The buff-bridled Inca finch is found in northwestern Peru in the middle and upper watersheds of the Marañón River. Its range extends from southern Cajamarca and southwestern Amazonas departments south to eastern La Libertad, northeastern Ancash, and extreme northwestern Huánuco departments. It inhabits dry to arid woodlands with Bombax trees, cacti, and thorn scrub. In elevation it ranges between 1000 and 2750 m.

==Behavior==
===Movement===

The buff-bridled Inca finch is a sedentary year-round resident.

===Feeding===

The buff-bridled Inca finch's diet has not been studied.
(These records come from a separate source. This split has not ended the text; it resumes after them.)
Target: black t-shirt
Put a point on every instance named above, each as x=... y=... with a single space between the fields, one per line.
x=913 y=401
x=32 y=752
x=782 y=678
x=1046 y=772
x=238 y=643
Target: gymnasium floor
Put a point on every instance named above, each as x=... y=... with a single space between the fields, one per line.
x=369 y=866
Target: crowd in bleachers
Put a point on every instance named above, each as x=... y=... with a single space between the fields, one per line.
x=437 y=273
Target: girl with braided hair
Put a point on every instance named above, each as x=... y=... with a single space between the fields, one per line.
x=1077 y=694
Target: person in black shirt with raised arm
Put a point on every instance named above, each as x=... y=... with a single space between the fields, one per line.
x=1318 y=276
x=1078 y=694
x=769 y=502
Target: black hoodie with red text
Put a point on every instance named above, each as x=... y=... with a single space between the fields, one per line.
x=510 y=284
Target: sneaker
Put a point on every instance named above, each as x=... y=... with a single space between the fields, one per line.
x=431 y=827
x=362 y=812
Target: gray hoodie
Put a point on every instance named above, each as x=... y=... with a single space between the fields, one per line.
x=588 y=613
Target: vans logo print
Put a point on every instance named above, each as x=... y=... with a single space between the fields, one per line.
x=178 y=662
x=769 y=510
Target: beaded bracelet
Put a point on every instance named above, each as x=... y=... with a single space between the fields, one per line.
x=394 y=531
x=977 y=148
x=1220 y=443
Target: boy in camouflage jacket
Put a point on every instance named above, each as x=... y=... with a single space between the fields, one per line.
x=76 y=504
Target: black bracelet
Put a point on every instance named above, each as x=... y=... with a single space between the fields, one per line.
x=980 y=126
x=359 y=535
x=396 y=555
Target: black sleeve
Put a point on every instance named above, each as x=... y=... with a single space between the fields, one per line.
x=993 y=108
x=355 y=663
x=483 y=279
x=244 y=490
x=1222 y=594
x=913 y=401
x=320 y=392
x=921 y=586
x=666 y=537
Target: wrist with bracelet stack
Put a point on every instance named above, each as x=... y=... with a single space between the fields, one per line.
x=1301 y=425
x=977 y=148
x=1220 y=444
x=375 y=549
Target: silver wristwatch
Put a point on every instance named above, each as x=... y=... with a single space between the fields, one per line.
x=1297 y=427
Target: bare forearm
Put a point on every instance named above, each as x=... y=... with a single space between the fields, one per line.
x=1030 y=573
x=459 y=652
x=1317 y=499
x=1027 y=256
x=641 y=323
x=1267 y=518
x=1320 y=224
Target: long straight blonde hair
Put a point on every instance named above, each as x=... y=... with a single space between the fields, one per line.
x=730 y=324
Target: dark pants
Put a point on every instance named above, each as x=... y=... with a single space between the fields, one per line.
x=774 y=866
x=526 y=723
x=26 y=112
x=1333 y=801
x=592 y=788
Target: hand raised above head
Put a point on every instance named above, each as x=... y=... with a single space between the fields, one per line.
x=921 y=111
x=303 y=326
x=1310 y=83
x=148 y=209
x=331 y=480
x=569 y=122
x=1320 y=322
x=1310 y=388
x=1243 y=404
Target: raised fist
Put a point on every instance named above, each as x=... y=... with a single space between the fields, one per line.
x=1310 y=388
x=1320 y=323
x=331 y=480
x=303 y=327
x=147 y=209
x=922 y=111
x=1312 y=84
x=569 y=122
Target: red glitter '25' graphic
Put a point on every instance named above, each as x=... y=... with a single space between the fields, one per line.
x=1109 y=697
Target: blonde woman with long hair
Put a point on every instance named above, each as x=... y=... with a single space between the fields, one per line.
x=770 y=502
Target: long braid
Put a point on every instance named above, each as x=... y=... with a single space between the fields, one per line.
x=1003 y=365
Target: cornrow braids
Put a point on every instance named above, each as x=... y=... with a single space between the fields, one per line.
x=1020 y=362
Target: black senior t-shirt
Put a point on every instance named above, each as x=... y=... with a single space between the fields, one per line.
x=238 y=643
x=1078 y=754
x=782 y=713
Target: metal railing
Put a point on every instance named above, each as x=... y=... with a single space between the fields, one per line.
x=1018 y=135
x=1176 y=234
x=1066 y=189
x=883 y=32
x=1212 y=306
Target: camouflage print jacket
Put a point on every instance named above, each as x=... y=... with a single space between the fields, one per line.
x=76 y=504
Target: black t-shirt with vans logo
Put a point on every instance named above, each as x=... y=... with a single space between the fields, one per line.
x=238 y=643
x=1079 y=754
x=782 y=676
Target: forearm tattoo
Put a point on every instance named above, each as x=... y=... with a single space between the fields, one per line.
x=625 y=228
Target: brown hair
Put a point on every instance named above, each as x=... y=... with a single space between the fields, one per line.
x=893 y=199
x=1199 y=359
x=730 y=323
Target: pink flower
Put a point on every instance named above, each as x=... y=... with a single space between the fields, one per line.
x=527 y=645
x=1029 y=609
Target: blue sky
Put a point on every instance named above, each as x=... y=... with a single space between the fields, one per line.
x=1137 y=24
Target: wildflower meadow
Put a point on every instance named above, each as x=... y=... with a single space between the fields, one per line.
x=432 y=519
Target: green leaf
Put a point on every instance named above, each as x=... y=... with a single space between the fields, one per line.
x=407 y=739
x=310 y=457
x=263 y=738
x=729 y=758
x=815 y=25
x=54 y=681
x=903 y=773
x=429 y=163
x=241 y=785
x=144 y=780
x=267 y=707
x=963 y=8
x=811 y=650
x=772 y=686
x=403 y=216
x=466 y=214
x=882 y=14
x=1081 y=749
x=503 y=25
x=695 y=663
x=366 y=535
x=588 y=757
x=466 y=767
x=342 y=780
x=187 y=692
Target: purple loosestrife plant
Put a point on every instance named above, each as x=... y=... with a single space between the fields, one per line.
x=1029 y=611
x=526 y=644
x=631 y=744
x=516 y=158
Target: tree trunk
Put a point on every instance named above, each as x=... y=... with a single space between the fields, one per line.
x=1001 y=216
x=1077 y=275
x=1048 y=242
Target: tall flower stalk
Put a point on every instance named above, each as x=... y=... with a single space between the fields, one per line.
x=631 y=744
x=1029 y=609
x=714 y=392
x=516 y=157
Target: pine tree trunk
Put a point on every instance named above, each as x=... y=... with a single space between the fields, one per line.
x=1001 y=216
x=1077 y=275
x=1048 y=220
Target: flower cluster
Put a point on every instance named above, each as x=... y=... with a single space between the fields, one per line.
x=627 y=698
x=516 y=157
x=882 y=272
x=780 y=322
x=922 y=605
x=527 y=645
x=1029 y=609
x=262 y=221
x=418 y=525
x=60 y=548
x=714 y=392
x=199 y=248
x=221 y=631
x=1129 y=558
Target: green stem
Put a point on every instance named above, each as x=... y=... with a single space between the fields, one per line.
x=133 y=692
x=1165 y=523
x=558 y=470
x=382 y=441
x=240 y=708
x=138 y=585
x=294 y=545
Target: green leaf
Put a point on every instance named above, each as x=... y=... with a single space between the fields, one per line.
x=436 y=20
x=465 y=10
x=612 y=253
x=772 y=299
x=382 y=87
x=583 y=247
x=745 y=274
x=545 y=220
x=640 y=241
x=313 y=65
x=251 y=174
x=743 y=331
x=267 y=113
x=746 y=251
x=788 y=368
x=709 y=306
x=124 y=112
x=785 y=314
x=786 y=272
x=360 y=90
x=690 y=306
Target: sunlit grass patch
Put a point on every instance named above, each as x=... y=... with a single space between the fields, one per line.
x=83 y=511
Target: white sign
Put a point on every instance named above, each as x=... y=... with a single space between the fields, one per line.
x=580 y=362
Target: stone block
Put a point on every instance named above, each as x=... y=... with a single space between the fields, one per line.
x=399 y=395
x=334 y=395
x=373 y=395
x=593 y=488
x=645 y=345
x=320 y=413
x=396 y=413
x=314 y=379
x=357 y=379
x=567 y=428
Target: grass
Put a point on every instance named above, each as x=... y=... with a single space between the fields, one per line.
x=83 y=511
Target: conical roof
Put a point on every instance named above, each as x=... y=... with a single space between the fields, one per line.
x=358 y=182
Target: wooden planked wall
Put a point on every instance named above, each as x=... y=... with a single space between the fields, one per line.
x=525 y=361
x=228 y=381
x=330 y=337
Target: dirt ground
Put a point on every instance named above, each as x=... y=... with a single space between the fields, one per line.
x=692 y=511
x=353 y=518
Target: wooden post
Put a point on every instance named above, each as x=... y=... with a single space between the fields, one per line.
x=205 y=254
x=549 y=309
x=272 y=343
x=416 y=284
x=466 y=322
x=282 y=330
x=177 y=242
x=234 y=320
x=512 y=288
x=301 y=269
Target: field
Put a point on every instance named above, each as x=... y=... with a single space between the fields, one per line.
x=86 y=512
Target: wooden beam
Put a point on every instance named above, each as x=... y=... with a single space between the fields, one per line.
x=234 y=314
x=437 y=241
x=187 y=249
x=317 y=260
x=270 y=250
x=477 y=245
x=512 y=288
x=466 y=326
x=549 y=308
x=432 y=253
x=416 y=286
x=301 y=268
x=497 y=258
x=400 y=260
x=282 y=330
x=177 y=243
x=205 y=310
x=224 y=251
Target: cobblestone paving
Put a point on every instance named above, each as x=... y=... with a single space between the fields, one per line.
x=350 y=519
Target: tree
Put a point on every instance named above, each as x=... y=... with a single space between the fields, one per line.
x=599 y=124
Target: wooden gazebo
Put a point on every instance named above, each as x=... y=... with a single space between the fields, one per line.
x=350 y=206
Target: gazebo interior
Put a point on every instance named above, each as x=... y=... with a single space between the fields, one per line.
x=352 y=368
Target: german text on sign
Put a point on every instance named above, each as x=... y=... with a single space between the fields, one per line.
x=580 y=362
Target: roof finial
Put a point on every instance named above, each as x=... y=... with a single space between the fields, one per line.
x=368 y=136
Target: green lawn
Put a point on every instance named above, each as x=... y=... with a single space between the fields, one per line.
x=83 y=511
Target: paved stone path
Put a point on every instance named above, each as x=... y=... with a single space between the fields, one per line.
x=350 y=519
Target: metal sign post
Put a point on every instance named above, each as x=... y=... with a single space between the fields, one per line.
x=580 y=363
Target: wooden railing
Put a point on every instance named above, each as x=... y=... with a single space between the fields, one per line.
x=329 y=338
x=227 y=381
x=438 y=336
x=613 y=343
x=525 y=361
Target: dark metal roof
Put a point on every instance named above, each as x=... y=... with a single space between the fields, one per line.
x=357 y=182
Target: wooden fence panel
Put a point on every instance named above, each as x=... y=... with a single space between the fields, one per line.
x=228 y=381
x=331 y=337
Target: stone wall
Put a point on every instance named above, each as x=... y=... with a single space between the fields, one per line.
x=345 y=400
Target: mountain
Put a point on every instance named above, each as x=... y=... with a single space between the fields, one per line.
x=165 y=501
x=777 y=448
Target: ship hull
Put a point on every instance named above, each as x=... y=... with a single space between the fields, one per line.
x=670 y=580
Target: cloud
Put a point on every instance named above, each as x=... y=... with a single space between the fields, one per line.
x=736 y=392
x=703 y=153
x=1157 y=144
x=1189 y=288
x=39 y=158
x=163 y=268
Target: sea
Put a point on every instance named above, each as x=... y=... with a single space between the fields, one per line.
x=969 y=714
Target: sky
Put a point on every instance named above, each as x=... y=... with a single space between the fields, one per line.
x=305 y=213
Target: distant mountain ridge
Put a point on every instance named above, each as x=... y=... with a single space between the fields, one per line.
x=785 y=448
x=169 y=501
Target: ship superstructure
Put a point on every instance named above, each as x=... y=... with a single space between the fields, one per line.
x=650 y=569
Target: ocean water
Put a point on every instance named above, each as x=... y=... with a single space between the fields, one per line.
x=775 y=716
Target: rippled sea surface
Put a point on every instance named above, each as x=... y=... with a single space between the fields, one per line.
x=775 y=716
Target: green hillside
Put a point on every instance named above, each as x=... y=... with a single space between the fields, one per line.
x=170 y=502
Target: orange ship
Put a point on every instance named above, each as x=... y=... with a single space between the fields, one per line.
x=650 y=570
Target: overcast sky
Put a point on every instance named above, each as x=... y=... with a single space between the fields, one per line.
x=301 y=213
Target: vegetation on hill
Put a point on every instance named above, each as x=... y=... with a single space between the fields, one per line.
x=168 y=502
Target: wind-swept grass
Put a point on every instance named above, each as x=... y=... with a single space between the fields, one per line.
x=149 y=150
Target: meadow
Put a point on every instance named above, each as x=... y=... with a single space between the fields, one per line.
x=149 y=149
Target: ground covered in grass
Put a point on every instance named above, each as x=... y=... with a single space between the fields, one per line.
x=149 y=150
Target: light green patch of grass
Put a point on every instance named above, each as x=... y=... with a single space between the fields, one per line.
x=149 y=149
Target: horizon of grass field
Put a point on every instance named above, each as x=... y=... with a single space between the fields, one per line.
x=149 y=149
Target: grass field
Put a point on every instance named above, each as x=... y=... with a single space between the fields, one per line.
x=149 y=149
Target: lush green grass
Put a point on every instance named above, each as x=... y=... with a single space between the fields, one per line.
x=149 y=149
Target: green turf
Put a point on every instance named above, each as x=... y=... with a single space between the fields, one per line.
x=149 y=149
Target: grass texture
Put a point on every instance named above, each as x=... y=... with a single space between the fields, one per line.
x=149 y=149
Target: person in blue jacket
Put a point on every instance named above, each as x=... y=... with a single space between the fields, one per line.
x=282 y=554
It forages on the ground or in bushes and trees, and usually singly or in pairs.

===Breeding===

The buff-bridled Inca finch's breeding season apparently spans at least from mid-April to mid-June but nothing else is known about the species' breeding biology.

===Vocalization===

The buff-bridled Inca finch's call is "a high tsee". When annoyed it also gives a "dry rasping, scold like that of a wren (Troglodytidae)". Its song has not been described.

==Status==

The IUCN has assessed the buff-bridled Inca finch as being of Least Concern. It has a limited range; its population size is not known and is believed to be decreasing. No immediate threats have been identified. It is considered fairly common in that small range.